Let's Design and Build a (mostly) Digital Theremin!

Posted: 1/1/2018 3:21:34 AM

From: Germany

Joined: 8/30/2014

MP3 sounds nasty somehow, esp. with fricative sounds, unless using highest bit rates, and ogg sounds fine with 96kb/s nominal for stuff like this. I can't explain it, but when listening with headphones or in the car, mp3 gives me some sort of "ear fatigue" (it gets unpleasant, I need to stop) rather quickly, not so with ogg.

"The synth" is something I cobbled together in my high level language platform of choice, C# / .NET.
And I was even too lazy to implement a dump-to-disk feature as I saw that Audacity can record that via some loopback feature.
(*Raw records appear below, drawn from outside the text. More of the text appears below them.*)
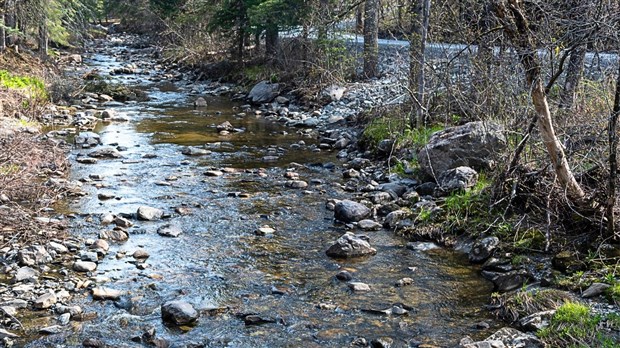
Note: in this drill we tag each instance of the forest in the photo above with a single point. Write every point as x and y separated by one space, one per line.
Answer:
411 173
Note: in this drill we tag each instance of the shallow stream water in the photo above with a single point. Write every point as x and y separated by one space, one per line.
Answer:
221 267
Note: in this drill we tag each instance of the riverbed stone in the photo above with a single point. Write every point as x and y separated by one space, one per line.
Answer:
84 266
508 337
457 179
33 255
200 102
178 312
351 245
358 287
349 211
595 289
103 293
483 249
87 138
474 144
368 225
264 92
106 152
195 151
45 301
170 230
149 213
26 275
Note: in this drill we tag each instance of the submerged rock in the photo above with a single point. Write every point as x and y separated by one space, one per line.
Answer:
349 211
178 312
351 245
264 92
149 213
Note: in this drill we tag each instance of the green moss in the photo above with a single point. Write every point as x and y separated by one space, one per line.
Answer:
32 85
574 325
613 293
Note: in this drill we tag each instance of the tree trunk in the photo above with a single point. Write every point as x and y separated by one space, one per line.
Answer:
517 29
323 13
10 21
574 71
359 19
613 161
417 48
371 38
2 34
271 42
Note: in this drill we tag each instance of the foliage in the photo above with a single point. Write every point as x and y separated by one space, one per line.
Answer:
574 325
33 86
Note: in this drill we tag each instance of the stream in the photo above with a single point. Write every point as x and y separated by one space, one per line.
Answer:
218 264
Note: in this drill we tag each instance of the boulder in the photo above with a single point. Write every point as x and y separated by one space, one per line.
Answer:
334 92
595 289
483 249
457 179
508 337
88 138
106 152
474 144
349 211
33 255
200 102
169 230
264 92
149 213
178 312
102 293
351 245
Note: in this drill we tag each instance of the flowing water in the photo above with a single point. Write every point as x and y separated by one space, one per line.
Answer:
221 267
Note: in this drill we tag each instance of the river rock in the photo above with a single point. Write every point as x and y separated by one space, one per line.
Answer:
103 293
506 281
595 289
169 230
141 254
84 266
195 151
33 255
26 275
225 126
351 245
57 247
457 179
106 152
178 312
358 287
149 213
264 92
474 144
296 184
87 138
333 93
368 225
349 211
483 249
200 102
116 235
45 301
508 337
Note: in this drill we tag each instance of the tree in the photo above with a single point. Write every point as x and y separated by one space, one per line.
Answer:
371 38
417 50
517 28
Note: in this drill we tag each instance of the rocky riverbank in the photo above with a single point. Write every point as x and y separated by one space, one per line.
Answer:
134 236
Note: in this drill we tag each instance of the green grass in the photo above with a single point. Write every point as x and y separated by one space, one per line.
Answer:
32 85
613 293
574 325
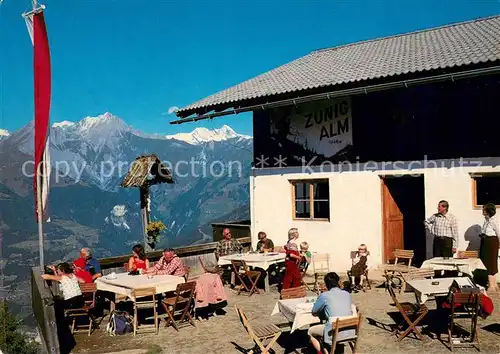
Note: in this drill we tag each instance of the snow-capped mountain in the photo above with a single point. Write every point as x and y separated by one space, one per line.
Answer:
204 135
87 206
64 123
It's basically a bunch of 2nd order SVFs with output level controls, oscillator & noise source, envelope gen, and lots of GUI knobs for everything to play with.
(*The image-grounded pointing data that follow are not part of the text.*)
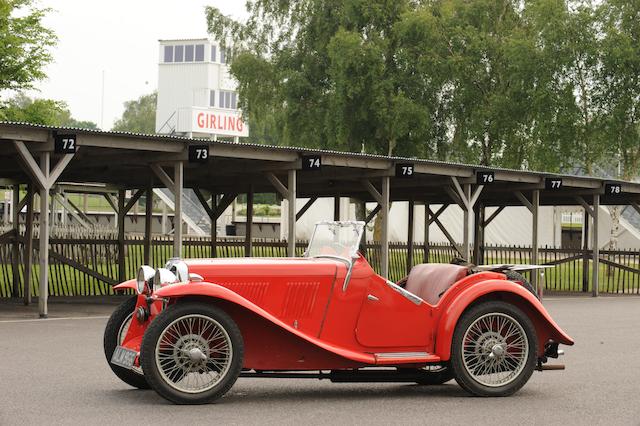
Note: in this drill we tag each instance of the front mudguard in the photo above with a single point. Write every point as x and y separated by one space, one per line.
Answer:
451 309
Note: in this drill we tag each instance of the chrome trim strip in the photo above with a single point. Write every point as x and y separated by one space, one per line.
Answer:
387 355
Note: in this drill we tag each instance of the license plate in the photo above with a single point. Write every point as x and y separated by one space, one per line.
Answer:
124 357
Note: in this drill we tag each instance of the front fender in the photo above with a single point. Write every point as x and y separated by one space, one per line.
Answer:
219 292
546 327
125 285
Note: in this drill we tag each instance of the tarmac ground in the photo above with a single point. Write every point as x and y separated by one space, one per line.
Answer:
53 371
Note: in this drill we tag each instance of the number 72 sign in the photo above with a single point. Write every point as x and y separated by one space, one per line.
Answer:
64 144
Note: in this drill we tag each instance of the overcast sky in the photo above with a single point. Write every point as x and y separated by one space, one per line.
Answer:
120 38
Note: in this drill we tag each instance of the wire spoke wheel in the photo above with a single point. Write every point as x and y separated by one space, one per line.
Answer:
495 349
193 353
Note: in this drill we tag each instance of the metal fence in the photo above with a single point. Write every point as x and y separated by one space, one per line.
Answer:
89 266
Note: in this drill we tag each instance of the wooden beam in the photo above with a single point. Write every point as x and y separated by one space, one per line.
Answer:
132 201
384 238
121 223
493 216
15 247
410 235
32 167
279 186
434 216
64 203
163 176
178 180
28 247
204 202
528 204
225 202
584 204
43 296
373 191
306 207
292 187
59 168
372 214
595 246
148 225
112 203
446 233
248 240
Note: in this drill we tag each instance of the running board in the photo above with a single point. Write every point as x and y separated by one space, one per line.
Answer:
392 358
340 376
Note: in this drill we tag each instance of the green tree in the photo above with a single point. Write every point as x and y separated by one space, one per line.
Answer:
139 115
24 44
326 74
41 111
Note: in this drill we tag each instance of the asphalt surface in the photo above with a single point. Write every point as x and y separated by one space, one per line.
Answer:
54 372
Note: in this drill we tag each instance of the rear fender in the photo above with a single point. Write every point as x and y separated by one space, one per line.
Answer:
205 289
125 285
450 313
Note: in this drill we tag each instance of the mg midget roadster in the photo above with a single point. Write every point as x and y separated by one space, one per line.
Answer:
195 326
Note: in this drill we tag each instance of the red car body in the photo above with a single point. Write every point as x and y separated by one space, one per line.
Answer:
297 314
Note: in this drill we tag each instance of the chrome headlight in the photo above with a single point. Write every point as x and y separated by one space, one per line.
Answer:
143 280
164 277
179 269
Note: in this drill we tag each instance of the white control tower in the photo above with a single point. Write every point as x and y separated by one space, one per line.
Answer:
196 95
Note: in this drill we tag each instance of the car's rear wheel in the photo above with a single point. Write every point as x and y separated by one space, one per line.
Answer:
114 334
192 353
493 352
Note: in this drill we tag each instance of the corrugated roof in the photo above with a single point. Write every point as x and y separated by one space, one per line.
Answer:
303 150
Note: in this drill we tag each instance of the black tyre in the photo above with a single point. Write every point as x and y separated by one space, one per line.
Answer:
494 349
516 276
114 333
431 377
192 353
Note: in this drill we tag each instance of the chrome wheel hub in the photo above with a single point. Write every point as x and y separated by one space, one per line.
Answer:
193 353
495 349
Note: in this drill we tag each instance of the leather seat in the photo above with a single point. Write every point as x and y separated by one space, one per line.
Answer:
430 280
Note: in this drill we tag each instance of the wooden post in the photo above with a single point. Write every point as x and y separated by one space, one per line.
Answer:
121 223
148 226
585 248
427 223
384 243
15 247
28 247
535 231
467 225
45 159
596 248
291 183
214 225
178 181
410 236
248 240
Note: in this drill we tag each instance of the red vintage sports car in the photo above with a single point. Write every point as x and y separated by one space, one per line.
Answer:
197 325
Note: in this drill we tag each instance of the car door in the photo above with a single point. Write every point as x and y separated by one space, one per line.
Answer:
392 317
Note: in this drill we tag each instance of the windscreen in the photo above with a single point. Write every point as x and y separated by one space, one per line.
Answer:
335 239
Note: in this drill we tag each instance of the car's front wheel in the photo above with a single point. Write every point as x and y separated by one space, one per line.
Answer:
493 352
114 334
192 353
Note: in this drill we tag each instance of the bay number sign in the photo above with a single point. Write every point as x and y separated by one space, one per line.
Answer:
64 144
404 170
198 153
311 162
485 177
Posted: 1/1/2018 9:58:27 PM

From: Northern NJ, USA

Joined: 2/17/2012

tinkeringdude, I'm guessing your synth code is float-based?


In between the revelries and general merrymaking I'm made some headway, but I don't know where it's taking me!  Got a double-damped SV filter going today, where each integrator has its own damping negative feedback.  Feeding it with a sine wave and giving it extra damping on the LPF output negative excursions, I'm seeing exactly what the Excel sim shows.  I made the damping threshold variable but zero works best (you don't want to hear a sine wave before the glottaling action kicks in).  Adjusting the damping ratios for maximum effect sounds good, but only maybe a little better than my previous squaring waveshaping.  And it aliases more.  Can also adjust the center frequency of the filter relative to the oscillator feeding it.  Higher ratios do give a more "open" sound, but really it sounds much like a mild LPF being opened up.  So all these papers are teasing out the mathematical nuances of something that doesn't seem like all that big of a deal.  Chasing after specific waveshapes to give specific harmonics feels kind of like a suckers game, as there isn't a one-to-one correspondence, but rather many waveshapes to one set of harmonics.  On a deeper level, waveshapes which have baked-in spectral coloration that makes certain notes or registers more realistic are likely to negatively impact the realism elsewhere.
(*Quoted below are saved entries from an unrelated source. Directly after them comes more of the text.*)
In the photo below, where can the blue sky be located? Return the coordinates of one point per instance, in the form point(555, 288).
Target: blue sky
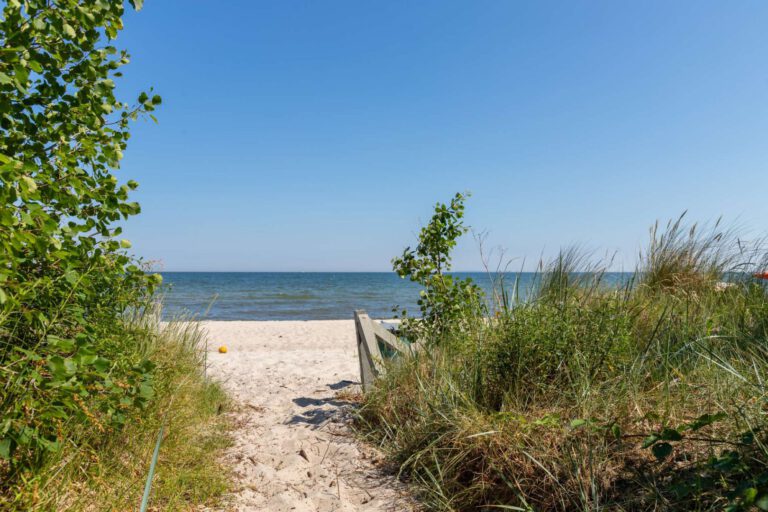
point(308, 135)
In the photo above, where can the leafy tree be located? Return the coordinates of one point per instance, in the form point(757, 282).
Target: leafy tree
point(65, 278)
point(446, 301)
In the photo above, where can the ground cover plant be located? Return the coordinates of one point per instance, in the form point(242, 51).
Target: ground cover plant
point(80, 366)
point(647, 394)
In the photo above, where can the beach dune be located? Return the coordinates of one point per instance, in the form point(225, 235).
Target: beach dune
point(293, 450)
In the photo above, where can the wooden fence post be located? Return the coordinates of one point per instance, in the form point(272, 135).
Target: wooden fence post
point(367, 349)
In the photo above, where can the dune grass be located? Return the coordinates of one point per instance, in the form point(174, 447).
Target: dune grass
point(646, 396)
point(106, 470)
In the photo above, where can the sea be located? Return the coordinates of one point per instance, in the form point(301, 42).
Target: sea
point(306, 295)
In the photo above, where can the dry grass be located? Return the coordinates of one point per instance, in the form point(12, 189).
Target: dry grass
point(109, 474)
point(547, 406)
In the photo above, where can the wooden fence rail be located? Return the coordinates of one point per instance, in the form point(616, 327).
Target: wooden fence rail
point(374, 344)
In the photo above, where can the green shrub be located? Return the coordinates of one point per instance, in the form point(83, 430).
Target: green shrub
point(650, 395)
point(76, 370)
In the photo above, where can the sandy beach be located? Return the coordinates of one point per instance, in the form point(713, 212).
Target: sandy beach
point(293, 448)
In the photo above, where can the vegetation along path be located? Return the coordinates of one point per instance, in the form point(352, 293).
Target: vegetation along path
point(293, 449)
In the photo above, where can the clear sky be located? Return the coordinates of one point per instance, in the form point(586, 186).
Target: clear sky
point(317, 135)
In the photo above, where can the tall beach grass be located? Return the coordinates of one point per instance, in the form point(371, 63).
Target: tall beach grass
point(650, 395)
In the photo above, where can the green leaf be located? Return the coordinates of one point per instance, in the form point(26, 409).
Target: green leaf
point(101, 364)
point(69, 31)
point(5, 448)
point(28, 184)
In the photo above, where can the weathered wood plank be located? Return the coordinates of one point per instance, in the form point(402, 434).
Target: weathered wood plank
point(389, 339)
point(367, 349)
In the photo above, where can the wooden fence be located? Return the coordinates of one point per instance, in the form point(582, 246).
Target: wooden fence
point(374, 344)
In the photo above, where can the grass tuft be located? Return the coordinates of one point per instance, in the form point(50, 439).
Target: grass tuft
point(650, 395)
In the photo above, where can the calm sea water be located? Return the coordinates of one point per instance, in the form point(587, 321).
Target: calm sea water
point(296, 295)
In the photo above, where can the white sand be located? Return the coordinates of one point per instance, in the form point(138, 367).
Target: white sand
point(293, 450)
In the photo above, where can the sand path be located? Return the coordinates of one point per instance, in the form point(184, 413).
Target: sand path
point(293, 450)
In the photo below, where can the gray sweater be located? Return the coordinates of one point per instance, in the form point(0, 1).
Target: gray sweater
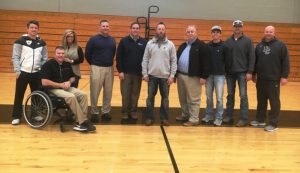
point(242, 54)
point(159, 59)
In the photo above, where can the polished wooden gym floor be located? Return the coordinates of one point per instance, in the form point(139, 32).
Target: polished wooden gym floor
point(137, 148)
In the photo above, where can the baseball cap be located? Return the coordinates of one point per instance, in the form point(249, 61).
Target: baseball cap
point(216, 28)
point(237, 23)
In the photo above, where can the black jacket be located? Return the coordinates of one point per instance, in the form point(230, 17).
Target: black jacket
point(242, 54)
point(198, 58)
point(272, 60)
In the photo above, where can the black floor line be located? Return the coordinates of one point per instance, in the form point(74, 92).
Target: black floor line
point(176, 170)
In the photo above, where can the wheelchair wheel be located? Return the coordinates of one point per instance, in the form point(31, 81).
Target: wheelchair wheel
point(38, 109)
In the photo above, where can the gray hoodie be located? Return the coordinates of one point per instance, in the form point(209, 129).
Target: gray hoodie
point(159, 59)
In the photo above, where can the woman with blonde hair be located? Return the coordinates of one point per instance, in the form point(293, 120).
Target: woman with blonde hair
point(73, 53)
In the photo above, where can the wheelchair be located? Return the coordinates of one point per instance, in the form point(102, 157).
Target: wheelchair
point(40, 106)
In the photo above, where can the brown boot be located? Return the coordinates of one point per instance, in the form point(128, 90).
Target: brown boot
point(148, 122)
I've mentioned Google's wavenet before (link) but I want to again because it is so freaking eerie - eerie that a neural network can do all that just predicting the next PCM sample (kind of a Linear Predictive Coding from hell), and eerily human sounding both when speaking and when spouting gibberish.  Vocal simulation has this big initial payoff with very little effort (a buzzer and three filters give you a realistic singing voice) but articulation details constantly toss you back into the uncanny valley - it's a very diminishing returns kind of thing.  Bludgeoning the entire problem at the most basic level with a neural net is pure genius, and it works so remarkably well I almost don't believe it.

Posted: 1/2/2018 12:40:48 AM

From: Germany

Joined: 8/30/2014

Yes, it's all float. I made an integer port of most parts years ago, but that sat to rot while I was continuing on the PC fixing problems and actually doing things with the components. There was some slight noise problem IIRC that I hadn't looked into. Haven't ported that particular filter (from the recording) to integer, though. I should hope it works on some $3,- 32bit MCU, the formula came out of a 1980's book (Chamberlin). I guess resonance can be a problem with regards to error? Most of my fixed point programming had to do with computer graphics in the late 1990's, stuff might have looked somewhat ugly sometimes, but nothing usually exploded in your face, or ears, unless it was intentional :-)

but rather many waveshapes to one set of harmonics

Hehe! I noticed that with surprize when I wasn't aware that our ears apparently don't give a damn about phase relations of harmonics. "Hey, that looks almost like a sine, why does it sound square?" Because it was a very "rounded out" waveform. Then I started to plot waveforms, deliberately changing just the phase offsets of harmonics to get a feel for how different they can look.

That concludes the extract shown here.